AAP's Rajya Sabha Bloc Fractures as Seven MPs Walk to BJP
Seven AAP Rajya Sabha MPs — nearly two-thirds of the party's upper house contingent — have merged with the BJP, gutting Kejriwal's national legislative presence.
Raghav Chadha, once Arvind Kejriwal's most telegenic national face, led six colleagues into the BJP's headquarters on April 24, announcing a formal merger under constitutional provisions designed to shield defecting legislators from disqualification. The group — Sandeep Pathak, Ashok Mittal, Harbhajan Singh, Rajinder Gupta, Vikram Sahney, and Swati Maliwal — represents roughly two-thirds of AAP's Rajya Sabha strength, the precise threshold required to invoke the anti-defection exemption under the Tenth Schedule of the Constitution.
The Hindu
The Legal Architecture of the Defection
This was not a hasty walk-out — it was a calculated legal manoeuvre. The Tenth Schedule bars individual defectors from Parliament but exempts a group constituting at least two-thirds of a party's legislative wing when it formally merges with another party. By reaching the two-thirds threshold in the Rajya Sabha, the seven MPs insulate themselves from disqualification proceedings. AAP will almost certainly challenge the merger before the Rajya Sabha Chairman, arguing the original party strength calculation is disputed — but the constitutional runway favours the defectors once the threshold is met.

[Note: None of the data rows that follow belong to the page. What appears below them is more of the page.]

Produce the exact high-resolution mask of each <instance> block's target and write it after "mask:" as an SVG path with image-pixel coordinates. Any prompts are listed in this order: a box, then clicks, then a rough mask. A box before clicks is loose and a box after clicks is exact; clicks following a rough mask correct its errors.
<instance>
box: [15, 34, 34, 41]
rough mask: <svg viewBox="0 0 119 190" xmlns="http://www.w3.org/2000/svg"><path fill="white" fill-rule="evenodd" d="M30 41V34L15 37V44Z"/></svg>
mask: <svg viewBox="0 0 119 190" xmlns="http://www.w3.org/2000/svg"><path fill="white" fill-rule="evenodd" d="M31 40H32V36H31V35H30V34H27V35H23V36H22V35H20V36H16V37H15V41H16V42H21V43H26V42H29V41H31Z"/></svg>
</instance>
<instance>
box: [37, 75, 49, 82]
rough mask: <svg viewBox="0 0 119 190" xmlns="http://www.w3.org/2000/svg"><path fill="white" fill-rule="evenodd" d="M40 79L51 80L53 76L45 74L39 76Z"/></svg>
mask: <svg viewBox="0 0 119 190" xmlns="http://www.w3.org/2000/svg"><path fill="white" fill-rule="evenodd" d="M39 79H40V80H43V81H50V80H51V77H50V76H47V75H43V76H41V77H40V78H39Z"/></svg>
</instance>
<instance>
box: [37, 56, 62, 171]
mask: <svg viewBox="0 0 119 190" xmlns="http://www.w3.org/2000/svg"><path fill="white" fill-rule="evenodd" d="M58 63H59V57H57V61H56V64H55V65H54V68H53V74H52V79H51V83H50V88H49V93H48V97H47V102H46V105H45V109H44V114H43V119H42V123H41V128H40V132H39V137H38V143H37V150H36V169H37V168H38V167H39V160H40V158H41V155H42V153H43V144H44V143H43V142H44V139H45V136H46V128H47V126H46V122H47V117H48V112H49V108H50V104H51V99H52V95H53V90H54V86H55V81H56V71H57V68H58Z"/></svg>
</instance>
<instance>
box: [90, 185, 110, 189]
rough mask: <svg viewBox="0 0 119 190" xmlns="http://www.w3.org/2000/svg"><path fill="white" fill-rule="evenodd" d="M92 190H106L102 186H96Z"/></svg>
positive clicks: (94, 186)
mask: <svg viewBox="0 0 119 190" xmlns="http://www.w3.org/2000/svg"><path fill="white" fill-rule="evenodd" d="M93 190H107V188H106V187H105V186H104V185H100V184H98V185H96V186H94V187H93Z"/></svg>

The backstory matters. AAP had already begun purging Chadha internally in April 2026, demoting him from Rajya Sabha Deputy Leader and replacing him with Ashok Mittal — who has now crossed the floor alongside him.
The Hindu The demotion accelerated the timeline; Chadha had the grievance, the network, and the headcount.
Who Wins, Who Loses
BJP gains the most immediately. The defection adds seven Rajya Sabha votes to the NDA bloc at a moment when the upper house remains a meaningful brake on legislation — including pending amendments to the Women's Reservation Act that require expanded seat delimitation. More symbolically, BJP strips AAP of its most recognizable national communicators ahead of what is shaping up as an aggressive 2027 state election calendar, including Punjab, where AAP governs.
Kejriwal loses on three levels: numerically (AAP's Rajya Sabha presence is now skeletal), narratively (the "honest politics" brand takes another hit after Manish Sisodia's legal troubles), and geographically (the defectors are predominantly Punjab-linked MPs, signalling fractures in the party's only state government). Kejriwal's framing — that BJP "gave Punjabis a shove" — is a play for victim politics in Punjab, but it does little to address the organisational rot the defection exposes.
Swati Maliwal's inclusion is the sharpest symbolic cut. Her public falling-out with Kejriwal's office in 2024 made her the most high-profile internal critic; her presence in the BJP press conference reactivates that controversy and gives the BJP ready-made ammunition.
What to Watch Next
Three decision points in the coming weeks:
- Rajya Sabha Chairman's ruling on the merger's validity — AAP will file an objection; the Chairman's timeline and reasoning will determine whether any disqualification proceedings begin.
- Punjab political fallout — with the AAP state government intact but its Delhi-to-Delhi communication channel severed, watch for early signals of floor-crossing pressure on Punjab MLAs before the next budget session.
- Chadha's portfolio assignment — whether BJP fields him as a spokesperson or parks him quietly will signal whether this is a genuine political recruitment or a strategic decapitation of the opposition.